Classification problems involve predicting a response variable based on a set of feature variables for some entity. But there is another problem whose solution is a prerequisite for solving classification problem. We may want to know which among the set of feature variables are most strongly correlated to the response variables. Once we have identified those, we may only want to use that sub set of the feature variables to build the prediction model.
To put this in context, we will use the customer churn prediction problem, specifically for mobile telecom service provider customers. A customer may have attributes like minutes used, data used, number of customer service calls etc. We are interested in identifying those feature attributes critical to effective prediction of whether a customer will close his or her account. It’s always beneficial to reduce the number of features in building prediction models. It’s known as feature sub set selection.
For numerical variables, correlation between two variables is simply the co variance normalized by the products of two standard deviations. For categorical variables, i.e. variables having a finite set of unordered values it’s more complex. There are several approaches for handling categorical data. The correlation statistic we will be using is called the Cramer Index.
The basic building block for many correlation statistic between categorical variables is the the Contingency Matrix. If a variable a has n possible values and a variable b has m possible values. Then the contingency matrix will me a n X m matrix. Each cell of the matrix will contain a count of the number of samples that have the corresponding attribute value pair.
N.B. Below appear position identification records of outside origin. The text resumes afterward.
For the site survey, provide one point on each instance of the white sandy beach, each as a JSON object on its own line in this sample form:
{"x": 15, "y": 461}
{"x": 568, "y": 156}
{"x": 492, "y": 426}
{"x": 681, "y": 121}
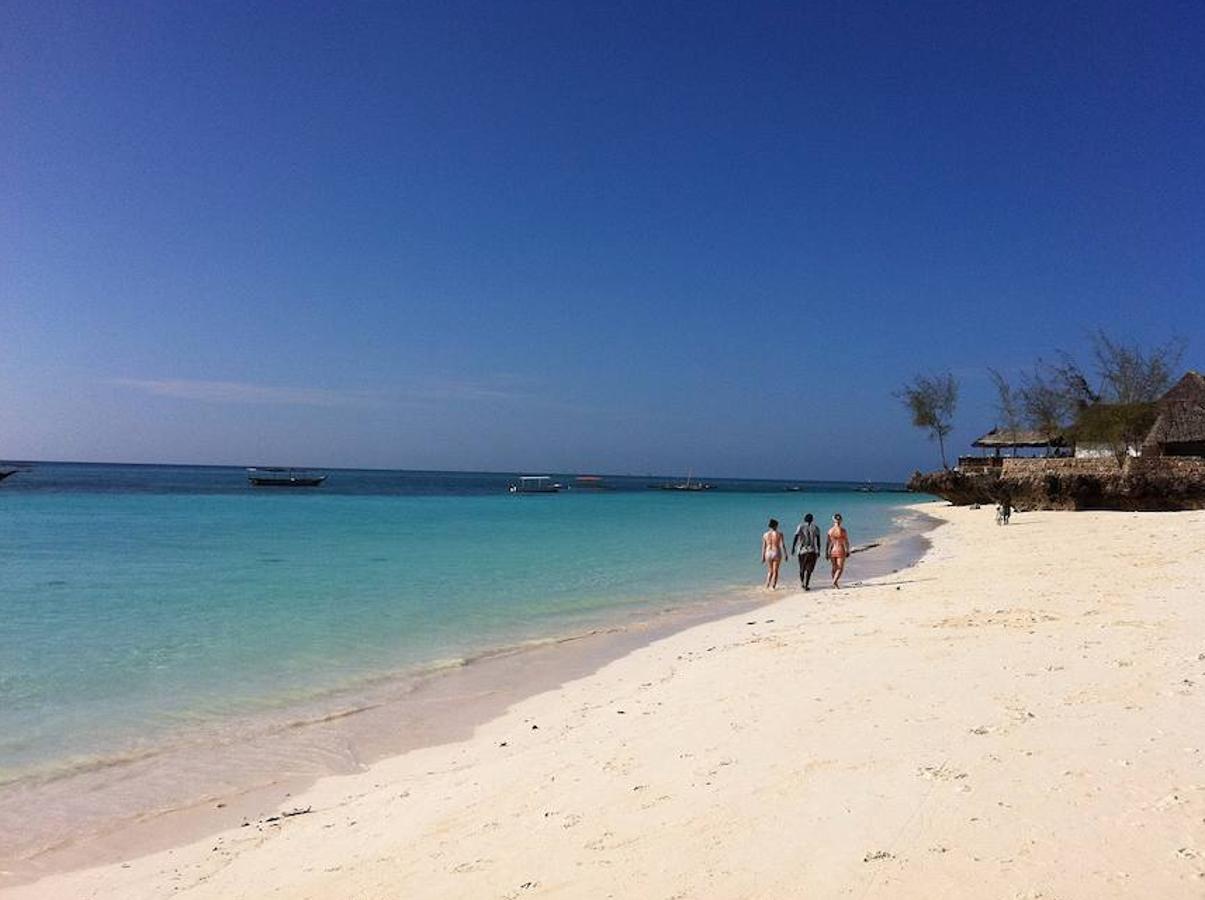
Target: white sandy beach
{"x": 1021, "y": 715}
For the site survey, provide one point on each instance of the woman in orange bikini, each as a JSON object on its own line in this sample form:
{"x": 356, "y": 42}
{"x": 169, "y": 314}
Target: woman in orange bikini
{"x": 836, "y": 548}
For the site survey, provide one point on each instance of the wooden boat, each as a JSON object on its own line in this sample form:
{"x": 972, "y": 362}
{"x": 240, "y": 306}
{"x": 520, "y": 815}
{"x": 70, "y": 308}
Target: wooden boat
{"x": 535, "y": 484}
{"x": 274, "y": 477}
{"x": 688, "y": 484}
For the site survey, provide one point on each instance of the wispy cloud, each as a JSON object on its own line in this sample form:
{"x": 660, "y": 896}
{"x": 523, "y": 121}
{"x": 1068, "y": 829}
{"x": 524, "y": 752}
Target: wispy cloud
{"x": 235, "y": 392}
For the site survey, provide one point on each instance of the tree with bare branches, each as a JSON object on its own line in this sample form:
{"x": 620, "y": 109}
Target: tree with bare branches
{"x": 932, "y": 400}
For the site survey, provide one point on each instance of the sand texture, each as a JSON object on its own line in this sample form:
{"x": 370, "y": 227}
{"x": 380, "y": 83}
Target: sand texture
{"x": 1021, "y": 715}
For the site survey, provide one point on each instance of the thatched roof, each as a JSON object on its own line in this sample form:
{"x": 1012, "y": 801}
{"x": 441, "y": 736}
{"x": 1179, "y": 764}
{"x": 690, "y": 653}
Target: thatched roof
{"x": 1181, "y": 413}
{"x": 1020, "y": 437}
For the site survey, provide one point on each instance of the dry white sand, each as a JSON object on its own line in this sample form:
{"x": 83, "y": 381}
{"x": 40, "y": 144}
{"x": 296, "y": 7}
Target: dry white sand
{"x": 1022, "y": 715}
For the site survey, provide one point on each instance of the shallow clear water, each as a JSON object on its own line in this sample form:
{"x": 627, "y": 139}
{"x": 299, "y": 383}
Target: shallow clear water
{"x": 136, "y": 601}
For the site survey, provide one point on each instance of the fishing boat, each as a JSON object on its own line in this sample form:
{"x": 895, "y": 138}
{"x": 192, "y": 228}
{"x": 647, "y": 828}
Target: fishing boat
{"x": 275, "y": 477}
{"x": 535, "y": 484}
{"x": 688, "y": 484}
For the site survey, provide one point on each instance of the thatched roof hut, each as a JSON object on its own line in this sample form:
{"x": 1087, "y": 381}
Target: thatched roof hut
{"x": 1020, "y": 439}
{"x": 1179, "y": 429}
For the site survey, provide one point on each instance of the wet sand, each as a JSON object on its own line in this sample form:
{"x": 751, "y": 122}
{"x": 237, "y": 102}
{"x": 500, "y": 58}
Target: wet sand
{"x": 178, "y": 794}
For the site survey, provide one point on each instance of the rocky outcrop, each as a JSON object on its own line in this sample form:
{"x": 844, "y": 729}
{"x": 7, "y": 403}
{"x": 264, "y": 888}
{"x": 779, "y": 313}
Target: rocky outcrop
{"x": 1142, "y": 483}
{"x": 959, "y": 488}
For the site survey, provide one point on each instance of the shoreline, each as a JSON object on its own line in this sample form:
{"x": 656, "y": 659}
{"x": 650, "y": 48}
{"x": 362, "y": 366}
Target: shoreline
{"x": 433, "y": 707}
{"x": 968, "y": 725}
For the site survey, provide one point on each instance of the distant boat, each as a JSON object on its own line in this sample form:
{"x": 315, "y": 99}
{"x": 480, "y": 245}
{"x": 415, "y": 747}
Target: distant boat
{"x": 272, "y": 477}
{"x": 535, "y": 484}
{"x": 589, "y": 482}
{"x": 688, "y": 484}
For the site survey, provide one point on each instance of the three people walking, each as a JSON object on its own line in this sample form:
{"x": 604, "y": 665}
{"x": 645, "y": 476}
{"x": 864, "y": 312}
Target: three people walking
{"x": 806, "y": 546}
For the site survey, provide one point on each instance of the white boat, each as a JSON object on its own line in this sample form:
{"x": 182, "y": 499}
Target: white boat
{"x": 275, "y": 477}
{"x": 535, "y": 484}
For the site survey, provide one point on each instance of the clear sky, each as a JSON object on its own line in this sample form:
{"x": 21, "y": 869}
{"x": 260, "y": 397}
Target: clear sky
{"x": 623, "y": 237}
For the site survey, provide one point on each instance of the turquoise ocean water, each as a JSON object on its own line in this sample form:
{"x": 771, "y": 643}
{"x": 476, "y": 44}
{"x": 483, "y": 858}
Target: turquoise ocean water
{"x": 139, "y": 601}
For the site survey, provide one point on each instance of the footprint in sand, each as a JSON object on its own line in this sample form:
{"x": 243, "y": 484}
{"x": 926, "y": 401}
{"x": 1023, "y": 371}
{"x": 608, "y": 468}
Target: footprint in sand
{"x": 474, "y": 866}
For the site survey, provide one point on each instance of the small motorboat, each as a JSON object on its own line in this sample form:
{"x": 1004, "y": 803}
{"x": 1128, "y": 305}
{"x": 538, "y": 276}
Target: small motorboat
{"x": 688, "y": 484}
{"x": 589, "y": 482}
{"x": 274, "y": 477}
{"x": 535, "y": 484}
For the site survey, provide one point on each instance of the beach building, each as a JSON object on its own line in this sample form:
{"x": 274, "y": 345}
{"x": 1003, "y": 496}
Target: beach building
{"x": 1012, "y": 442}
{"x": 1179, "y": 428}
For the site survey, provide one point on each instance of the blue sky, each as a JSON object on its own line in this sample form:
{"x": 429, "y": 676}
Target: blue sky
{"x": 624, "y": 237}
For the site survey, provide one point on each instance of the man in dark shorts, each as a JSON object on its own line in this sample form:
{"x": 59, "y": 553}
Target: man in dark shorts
{"x": 806, "y": 545}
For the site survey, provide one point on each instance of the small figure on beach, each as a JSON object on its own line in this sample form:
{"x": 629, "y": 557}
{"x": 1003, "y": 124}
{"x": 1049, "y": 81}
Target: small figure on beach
{"x": 836, "y": 548}
{"x": 774, "y": 548}
{"x": 1003, "y": 512}
{"x": 806, "y": 545}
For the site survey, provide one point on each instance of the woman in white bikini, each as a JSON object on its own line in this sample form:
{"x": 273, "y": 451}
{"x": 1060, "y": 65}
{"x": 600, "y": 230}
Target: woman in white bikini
{"x": 774, "y": 550}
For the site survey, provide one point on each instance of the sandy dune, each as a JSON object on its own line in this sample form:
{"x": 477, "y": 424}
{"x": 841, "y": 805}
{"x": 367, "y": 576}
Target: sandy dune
{"x": 1022, "y": 715}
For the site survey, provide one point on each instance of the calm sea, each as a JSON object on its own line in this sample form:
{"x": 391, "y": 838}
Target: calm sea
{"x": 140, "y": 601}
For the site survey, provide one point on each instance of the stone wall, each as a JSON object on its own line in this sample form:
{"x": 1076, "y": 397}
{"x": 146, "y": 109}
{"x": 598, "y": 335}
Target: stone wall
{"x": 1059, "y": 465}
{"x": 1069, "y": 483}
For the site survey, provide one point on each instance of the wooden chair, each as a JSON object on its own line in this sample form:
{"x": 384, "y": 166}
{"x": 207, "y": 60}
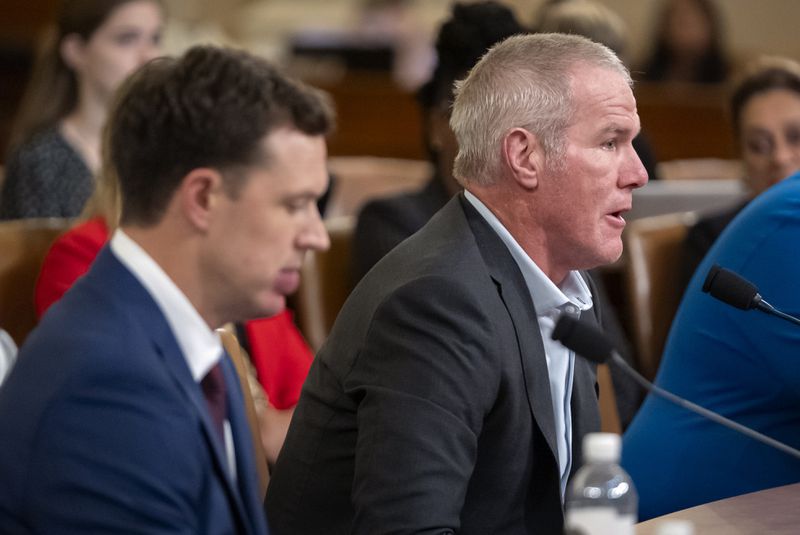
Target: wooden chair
{"x": 240, "y": 362}
{"x": 609, "y": 414}
{"x": 653, "y": 248}
{"x": 23, "y": 246}
{"x": 361, "y": 178}
{"x": 325, "y": 282}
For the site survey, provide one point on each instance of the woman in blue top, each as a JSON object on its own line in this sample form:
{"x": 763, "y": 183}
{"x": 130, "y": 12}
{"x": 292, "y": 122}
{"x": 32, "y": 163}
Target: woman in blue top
{"x": 742, "y": 364}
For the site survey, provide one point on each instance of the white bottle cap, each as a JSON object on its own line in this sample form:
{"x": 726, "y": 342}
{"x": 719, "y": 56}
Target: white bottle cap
{"x": 675, "y": 527}
{"x": 601, "y": 447}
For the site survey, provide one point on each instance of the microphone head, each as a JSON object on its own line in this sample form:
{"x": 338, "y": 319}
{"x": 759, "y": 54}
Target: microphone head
{"x": 730, "y": 288}
{"x": 584, "y": 338}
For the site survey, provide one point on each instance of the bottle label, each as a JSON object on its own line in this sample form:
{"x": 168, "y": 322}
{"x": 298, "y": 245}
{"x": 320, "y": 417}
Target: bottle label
{"x": 598, "y": 521}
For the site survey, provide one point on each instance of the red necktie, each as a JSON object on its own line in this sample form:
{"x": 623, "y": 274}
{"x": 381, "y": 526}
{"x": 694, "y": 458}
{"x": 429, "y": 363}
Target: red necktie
{"x": 213, "y": 385}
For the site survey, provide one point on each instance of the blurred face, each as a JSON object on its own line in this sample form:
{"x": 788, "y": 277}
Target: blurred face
{"x": 770, "y": 137}
{"x": 688, "y": 29}
{"x": 583, "y": 197}
{"x": 127, "y": 39}
{"x": 258, "y": 239}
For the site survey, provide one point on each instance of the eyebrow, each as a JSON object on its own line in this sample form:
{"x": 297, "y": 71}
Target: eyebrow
{"x": 616, "y": 128}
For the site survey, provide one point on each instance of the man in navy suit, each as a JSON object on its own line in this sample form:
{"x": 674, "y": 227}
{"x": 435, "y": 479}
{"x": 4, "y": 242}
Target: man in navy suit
{"x": 439, "y": 403}
{"x": 124, "y": 413}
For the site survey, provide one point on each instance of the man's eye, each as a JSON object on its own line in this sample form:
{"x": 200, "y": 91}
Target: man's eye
{"x": 611, "y": 144}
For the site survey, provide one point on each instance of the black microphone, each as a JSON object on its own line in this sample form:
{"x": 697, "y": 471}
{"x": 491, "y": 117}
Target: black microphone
{"x": 736, "y": 291}
{"x": 587, "y": 340}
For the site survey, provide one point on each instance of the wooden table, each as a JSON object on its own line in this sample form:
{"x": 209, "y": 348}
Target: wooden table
{"x": 767, "y": 512}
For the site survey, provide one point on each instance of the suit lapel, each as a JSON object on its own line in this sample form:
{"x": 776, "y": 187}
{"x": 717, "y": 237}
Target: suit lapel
{"x": 585, "y": 410}
{"x": 139, "y": 301}
{"x": 516, "y": 297}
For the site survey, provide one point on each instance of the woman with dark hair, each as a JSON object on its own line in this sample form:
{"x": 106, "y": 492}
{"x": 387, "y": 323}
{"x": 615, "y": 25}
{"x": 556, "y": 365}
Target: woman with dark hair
{"x": 740, "y": 365}
{"x": 55, "y": 145}
{"x": 463, "y": 39}
{"x": 689, "y": 44}
{"x": 765, "y": 112}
If the we consider the attribute pair minutes used (MU) and account status (AS), we have a 3 x 2 Contingency Matrix as shown below
|MU(low) : AS(open)||MU(low) : AS(closed)|
|MU(med) : AS(open)||MU(med) : AS(closed)|
|MU(high) : AS(open)||MU(high) : AS(closed)|
Just an inspection of the matrix, may provide valuable insight. For example, if we see high value for the bottom left cell i.e. minutes used high and account status open, we know customers are closing account, there is no suitable plan for high minute usage.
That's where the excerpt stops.